Viver numa ditadura é fácil: as
regras são claras e desrespeitá-las implica punição, cadeia ou morte. Melhor seria
dizer: morrer numa ditadura é fácil.
Já numa democracia, a vida é mais
complicada. Porque significa pluralidade. E não só pluralidade, mas o direito
de ser diferente e de expressar essa diferença. E "pior": aceitar que
as pessoas pensem de modo diverso e sejam diferentes, que as pessoas possam
dizer o que pensam, sem medo de serem presas, de serem torturadas, de morrerem.
Ou seja: liberdade de opinião.
Liberdade total de opinião?
Talvez alguns pensem que sim. Mas
não é exatamente isso. Há regras. E uma delas se chama RESPEITO. Pode-se
opinar, sem dúvida. Mas não se pode deixar de respeitar o outro. Porque, numa
democracia, a liberdade de um termina onde começa a liberdade do outro.
Complicado isso. Muito
complicado. Onde está o limite, a linha divisória, a cal que delimita o meu
campo do campo do adversário, onde um atacante pode ser considerado
"impedido"?
Pois, é: o limite, a linha
divisória, a cal - essa coisa tão clara na ditatadura e que na democracia é invisível. Invisível, mas elementar e fundamental e não é uma linha,
não: é algo chamado bom senso.
E bom senso não tem na farmácia,
nem no supermercado, nem na feira. Não se compra, não se vende. Só se usa. E,
se usado mal, vira outra coisa, vira desrespeito.

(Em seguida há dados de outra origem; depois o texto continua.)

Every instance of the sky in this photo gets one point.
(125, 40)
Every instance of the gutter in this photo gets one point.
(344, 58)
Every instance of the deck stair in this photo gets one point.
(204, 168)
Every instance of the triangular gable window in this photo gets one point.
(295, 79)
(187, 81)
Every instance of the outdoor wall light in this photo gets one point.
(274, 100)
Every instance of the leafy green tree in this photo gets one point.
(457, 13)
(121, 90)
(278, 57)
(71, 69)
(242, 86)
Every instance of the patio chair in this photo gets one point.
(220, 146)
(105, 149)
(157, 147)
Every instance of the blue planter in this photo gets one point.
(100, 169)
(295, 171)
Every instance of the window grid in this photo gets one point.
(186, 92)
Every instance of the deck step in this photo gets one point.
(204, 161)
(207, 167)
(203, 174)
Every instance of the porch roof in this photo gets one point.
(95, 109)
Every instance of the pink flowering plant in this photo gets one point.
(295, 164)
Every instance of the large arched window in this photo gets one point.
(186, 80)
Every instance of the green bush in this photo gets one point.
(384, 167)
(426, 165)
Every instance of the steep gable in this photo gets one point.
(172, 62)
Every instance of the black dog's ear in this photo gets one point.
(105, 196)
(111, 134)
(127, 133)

E aí, já não há democracia que
aguente. Que se sustente.
Posso criticar o meu semelhante,
o meu vizinho, o gato do meu vizinho, como posso criticar o governador e a
presidenta da República. Sim, tenho esse direito. Temos todos esse direito, o
de criticar, o de opor a uma opinião a nossa opinião. De dizer sim, ou de dizer
não. De lutar por aquilo em que acredito.
Mas...
Ah! Essa adversativa, essa
maldita adversativa, que os totalitários odeiam. Ou só a usam a seu favor,
porque não conseguem entender os sutis mecanismos da democracia e a cospem de
suas falas, de seus textos.
Para eles, não há possibilidade
de oposição. Porque são os recalcados do pensamento único. E se alguém é
diferente, se alguém pensa diferente, é "pau na moleira dele", que
está marchando com pé trocado. Todos têm que marchar exatamente no mesmo passo.

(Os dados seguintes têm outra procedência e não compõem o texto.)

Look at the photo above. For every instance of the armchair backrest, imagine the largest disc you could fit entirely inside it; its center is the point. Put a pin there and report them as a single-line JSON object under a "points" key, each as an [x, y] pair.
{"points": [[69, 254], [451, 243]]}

Aliás, eles adoram uma "marcha", um "ombro-armas"!
São os patrulheiros do pensamento
alheio. Não largam nunca seus fuzis, suas metralhadoras giratórias, suas
granadas: o "inimigo" somos todos nós, que temos opinião e são todos
os que dizem ou fazem alguma coisa com a qual não concordam.
E, o pior: muitas vezes, não
concordam e se lançam ao ataque, sem nem mesmo entenderem o que o outro falou,
ou escreveu. Tudo é motivo de "patrulhamento": a piada mal contada, a
ironia não entendida, a crítica não assimilada, o posicionamento filosófico, a
opção sexual, o voto declarado, o apoio ou não a alguém...

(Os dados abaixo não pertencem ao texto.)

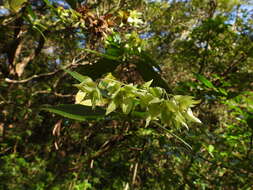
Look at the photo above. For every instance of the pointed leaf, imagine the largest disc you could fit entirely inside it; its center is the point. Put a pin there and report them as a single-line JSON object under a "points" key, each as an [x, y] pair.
{"points": [[76, 111]]}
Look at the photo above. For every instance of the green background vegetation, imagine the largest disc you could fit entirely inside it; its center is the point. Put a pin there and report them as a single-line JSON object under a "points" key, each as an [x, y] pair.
{"points": [[128, 133]]}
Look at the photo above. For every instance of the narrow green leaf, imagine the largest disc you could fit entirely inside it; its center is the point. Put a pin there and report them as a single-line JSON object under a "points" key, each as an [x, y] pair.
{"points": [[205, 81], [76, 111], [72, 3], [101, 54], [111, 107], [78, 76]]}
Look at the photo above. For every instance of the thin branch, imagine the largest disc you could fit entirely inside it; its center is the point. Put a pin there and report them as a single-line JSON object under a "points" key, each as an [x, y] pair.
{"points": [[41, 75]]}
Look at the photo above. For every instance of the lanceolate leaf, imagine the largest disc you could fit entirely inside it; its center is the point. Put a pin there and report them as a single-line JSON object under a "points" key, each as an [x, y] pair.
{"points": [[76, 111], [77, 76], [98, 69], [205, 81], [148, 73]]}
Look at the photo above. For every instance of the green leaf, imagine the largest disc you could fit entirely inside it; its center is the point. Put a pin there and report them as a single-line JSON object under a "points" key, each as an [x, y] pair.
{"points": [[78, 76], [102, 54], [72, 3], [148, 73], [76, 111], [127, 105], [111, 107], [205, 81], [14, 5], [99, 68]]}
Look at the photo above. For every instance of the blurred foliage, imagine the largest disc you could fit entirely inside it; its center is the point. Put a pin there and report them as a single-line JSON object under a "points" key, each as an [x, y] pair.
{"points": [[190, 50]]}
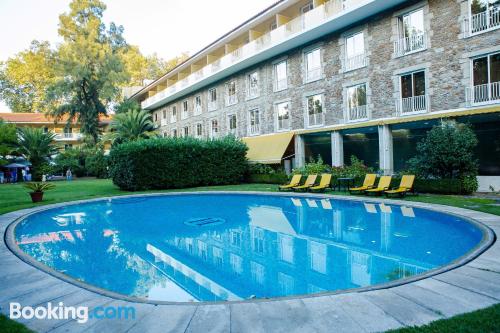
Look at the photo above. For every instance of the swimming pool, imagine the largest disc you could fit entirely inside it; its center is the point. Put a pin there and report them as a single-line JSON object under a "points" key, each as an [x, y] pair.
{"points": [[217, 247]]}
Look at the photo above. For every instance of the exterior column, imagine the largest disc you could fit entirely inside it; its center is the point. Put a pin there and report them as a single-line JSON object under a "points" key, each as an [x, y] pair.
{"points": [[300, 157], [385, 149], [337, 149]]}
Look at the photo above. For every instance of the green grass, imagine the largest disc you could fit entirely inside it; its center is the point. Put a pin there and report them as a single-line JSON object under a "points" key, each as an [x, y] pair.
{"points": [[482, 321], [15, 196]]}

Mas, não pensem que atacam com
argumentos, com ideias, com oposição. Não. As patrulhas atacam com o mais
rasteiro dos argumentos: o xingamento, a ofensa, a ameaça. O argumento dos que
não têm argumentos. E quando podem, com "carteiradas" - "sabem
com quem está falando?" "Não sou deus, mas sou juiz" (ou
delegado, ou deputado, ou... qualquer outra "otoridade")!
É quase impossível acabar com as
patrulhas. Mas, está na hora de se começar a dizer: chega!
Se quer discutir, discuta. Se
quer criticar, critique. Se quer opinar, opine. Sem patrulha, no entanto. Com
civilidade. Dentro das regras da democracia.
Chega! Chega de patrulhamento!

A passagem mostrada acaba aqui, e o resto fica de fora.